The explanation that seems to me the most correct is that, although I’m the obsessive keeper of the statistics and was for years among the most enthusiastic proponents of the game, I’m probably also the one who’s generally least arsed about winning or losing. It probably doesn't appear that way to most of the other players. In fact, they would probably think the opposite is true. But my philosophy of gambling has always been: “Come to the game with money you’ve already said goodbye to.” It’s not like we play for any real stakes – it’s a $20 buy – but I see players agonising over whether or not to toss in that extra quarter. I don’t think I’ve genuinely agonised over a bet in five years. (There’s one of my tells, for any players who are reading: if I appear to be stressing over whether or not to bet, it probably means I’m faking it.) I put my money in the pot and if I win – hey great! – and if not, so what? The money’s already gone as far as I’m concerned, and if I had any ego invested in the outcome, I don’t think I’d be able to play.
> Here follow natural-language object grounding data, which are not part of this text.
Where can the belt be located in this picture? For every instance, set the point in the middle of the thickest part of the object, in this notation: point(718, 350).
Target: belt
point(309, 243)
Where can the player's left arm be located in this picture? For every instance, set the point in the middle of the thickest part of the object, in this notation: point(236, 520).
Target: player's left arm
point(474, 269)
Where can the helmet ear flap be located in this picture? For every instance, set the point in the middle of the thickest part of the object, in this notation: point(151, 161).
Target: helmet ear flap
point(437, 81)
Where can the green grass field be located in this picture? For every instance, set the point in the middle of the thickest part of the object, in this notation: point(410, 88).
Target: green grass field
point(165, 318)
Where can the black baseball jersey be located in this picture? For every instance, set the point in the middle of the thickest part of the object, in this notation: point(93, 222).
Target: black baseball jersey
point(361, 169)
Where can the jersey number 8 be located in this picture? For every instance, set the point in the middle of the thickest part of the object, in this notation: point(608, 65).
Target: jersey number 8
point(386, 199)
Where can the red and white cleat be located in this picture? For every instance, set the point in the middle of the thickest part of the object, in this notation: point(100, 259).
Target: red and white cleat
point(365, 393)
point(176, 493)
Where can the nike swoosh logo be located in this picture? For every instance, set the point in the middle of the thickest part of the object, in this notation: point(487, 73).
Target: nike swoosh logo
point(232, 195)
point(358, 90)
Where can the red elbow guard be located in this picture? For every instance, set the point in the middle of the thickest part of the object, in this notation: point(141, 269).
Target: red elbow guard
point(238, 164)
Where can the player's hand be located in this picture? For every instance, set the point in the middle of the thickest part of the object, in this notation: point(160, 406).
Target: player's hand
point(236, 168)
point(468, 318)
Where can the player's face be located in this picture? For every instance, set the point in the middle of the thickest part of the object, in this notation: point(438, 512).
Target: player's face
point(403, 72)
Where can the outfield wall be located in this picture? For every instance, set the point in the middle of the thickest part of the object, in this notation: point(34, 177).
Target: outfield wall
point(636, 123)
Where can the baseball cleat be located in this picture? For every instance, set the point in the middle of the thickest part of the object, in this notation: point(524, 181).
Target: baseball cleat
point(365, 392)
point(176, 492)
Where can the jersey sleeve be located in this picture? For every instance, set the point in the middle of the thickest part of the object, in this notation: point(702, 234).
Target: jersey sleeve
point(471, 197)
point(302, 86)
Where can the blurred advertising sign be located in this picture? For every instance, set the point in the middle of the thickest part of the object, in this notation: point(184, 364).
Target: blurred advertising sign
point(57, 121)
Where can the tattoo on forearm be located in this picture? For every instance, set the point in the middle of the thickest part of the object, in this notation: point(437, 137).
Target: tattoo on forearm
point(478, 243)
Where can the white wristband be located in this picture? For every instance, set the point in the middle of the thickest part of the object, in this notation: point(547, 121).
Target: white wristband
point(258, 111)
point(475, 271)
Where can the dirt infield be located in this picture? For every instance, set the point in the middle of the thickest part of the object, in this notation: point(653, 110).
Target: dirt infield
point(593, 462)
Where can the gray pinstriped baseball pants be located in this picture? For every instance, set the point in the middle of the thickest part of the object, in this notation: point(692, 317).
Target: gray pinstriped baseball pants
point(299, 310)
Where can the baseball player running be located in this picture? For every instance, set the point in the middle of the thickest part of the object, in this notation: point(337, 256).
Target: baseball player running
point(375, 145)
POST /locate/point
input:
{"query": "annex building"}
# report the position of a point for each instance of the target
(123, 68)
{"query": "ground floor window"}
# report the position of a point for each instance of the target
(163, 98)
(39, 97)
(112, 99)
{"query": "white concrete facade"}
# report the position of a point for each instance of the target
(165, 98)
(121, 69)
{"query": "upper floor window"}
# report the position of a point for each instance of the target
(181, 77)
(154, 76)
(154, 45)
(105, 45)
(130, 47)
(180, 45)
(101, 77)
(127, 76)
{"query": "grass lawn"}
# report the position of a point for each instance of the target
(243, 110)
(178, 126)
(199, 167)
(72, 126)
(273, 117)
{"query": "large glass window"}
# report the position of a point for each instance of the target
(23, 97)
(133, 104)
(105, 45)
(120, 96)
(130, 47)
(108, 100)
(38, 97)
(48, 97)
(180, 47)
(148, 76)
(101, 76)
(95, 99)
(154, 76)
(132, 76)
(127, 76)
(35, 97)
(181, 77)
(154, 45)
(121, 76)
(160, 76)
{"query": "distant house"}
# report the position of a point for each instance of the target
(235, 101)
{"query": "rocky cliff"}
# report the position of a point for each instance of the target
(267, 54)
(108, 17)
What I’m describing is a pattern of play that would get me eviscerated in real tournament play. I’d be the rube at the shark convention, swimming around with a bucket of chum in each hand. In a friendly home game where people show up to get drunk and gossip, it’s apparently, counter-intuitively, a winning strategy.

We had a game last night. I finished $5 up. No big, but it’s another little chug towards that $1,000. Maybe if I make it there one day I’ll just trash the spreadsheet. It would, after all, better fit my strategy not to know how I’m doing.